X connection to :1 broken (explicit kill or server shutdown).
make: *** [Makefile:39: tests/results/collision.result] Error 1
Erroneous code causing problems:
void MakeCollisionCircleInWorldTest()
{
Testing_Unimplemented();
}
/*
* other unimplemented tests here, cropped for brevity
*/
int main(int argc, char **argv)
{
al_init();
Testing_Init(argc, argv);
TESTING_RUN(MakeCollisionCircleInWorldTest);
TESTING_RUN(DuplicateCollisionCircleTest);
TESTING_RUN(AddCollisionCircleTest);
TESTING_RUN(RemoveCollisionCircleTest);
TESTING_RUN(MoveTest);
TESTING_RUN(CheckCollisionsTest);
return 0;
}
note: it is TESTING_RUN
which performs the aforementioned forking. I assume this is related to the crash (perhaps the connection is killed after the first child terminates?), but I'm not certain exactly how, nor how to solve.
When I instead put the call to al_init()
in each test separately (shown below), there is no premature termination nor error message, but it seems somewhat slow (not unbearably slow, but there is a noticeable pause which shouldn't really be there for tests that just immediately fail because they're unimplemented). Also, it just seems like a bit of a pain to reinit Allegro for every separate test.

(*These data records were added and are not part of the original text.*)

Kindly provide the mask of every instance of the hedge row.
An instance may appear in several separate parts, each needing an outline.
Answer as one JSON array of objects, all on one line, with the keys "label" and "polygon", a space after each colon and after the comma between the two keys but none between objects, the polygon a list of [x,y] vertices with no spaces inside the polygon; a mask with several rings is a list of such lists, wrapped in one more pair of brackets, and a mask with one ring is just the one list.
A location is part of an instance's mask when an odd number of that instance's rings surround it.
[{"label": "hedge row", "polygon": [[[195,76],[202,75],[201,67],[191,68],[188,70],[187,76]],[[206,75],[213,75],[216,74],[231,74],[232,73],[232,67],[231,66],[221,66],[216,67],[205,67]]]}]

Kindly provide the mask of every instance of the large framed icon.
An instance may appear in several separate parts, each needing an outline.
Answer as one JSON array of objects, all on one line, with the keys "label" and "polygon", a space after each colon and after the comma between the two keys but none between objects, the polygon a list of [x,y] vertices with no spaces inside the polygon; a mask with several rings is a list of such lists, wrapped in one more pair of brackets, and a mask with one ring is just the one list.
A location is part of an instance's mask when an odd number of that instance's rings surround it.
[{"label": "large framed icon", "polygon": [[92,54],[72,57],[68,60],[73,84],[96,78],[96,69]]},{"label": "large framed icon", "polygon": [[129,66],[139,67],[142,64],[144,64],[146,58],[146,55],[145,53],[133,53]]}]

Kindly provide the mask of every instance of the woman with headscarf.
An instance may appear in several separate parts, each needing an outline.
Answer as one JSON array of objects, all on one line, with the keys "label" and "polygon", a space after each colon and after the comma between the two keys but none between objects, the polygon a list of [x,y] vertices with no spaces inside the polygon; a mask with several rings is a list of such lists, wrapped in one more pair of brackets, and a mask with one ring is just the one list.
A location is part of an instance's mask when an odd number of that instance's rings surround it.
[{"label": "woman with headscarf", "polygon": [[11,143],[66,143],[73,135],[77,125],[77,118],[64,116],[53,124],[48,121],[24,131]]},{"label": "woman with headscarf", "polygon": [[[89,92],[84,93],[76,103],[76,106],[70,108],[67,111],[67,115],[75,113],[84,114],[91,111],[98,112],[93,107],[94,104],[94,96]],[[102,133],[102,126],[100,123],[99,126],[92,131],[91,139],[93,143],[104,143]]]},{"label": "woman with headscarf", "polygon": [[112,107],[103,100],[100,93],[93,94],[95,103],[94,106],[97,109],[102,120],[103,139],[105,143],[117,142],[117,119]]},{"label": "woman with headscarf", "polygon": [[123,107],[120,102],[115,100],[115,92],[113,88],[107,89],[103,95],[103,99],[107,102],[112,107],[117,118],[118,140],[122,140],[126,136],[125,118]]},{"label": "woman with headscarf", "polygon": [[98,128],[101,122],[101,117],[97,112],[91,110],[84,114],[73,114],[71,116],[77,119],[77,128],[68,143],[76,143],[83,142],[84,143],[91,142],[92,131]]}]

void MakeCollisionCircleInWorldTest()
{
al_init();
Testing_Unimplemented();
}
/*
* other unimplemented tests here, cropped for brevity
*/
int main(int argc, char **argv)
{
Testing_Init(argc, argv);
TESTING_RUN(MakeCollisionCircleInWorldTest);
TESTING_RUN(DuplicateCollisionCircleTest);
TESTING_RUN(AddCollisionCircleTest);
TESTING_RUN(RemoveCollisionCircleTest);
TESTING_RUN(MoveTest);
TESTING_RUN(CheckCollisionsTest);
return 0;
}
What is causing the crash? Is there some way to initialize Allegro in main
without breaking my tests?
CodePudding user response:
This problem was caused by al_init()
setting al_uninstall_system
as an atexit
function. The result was that the child performed the system uninstall when it exited. This can be prevented by calling al_install_system(ALLEGRO_VERSION_INT, NULL)
instead of al_init()
, and then manually calling al_uninstall_system()
when the parent process finishes. There are other solutions, but that's what I've gone with for now, since my unit test programs only have one exit point.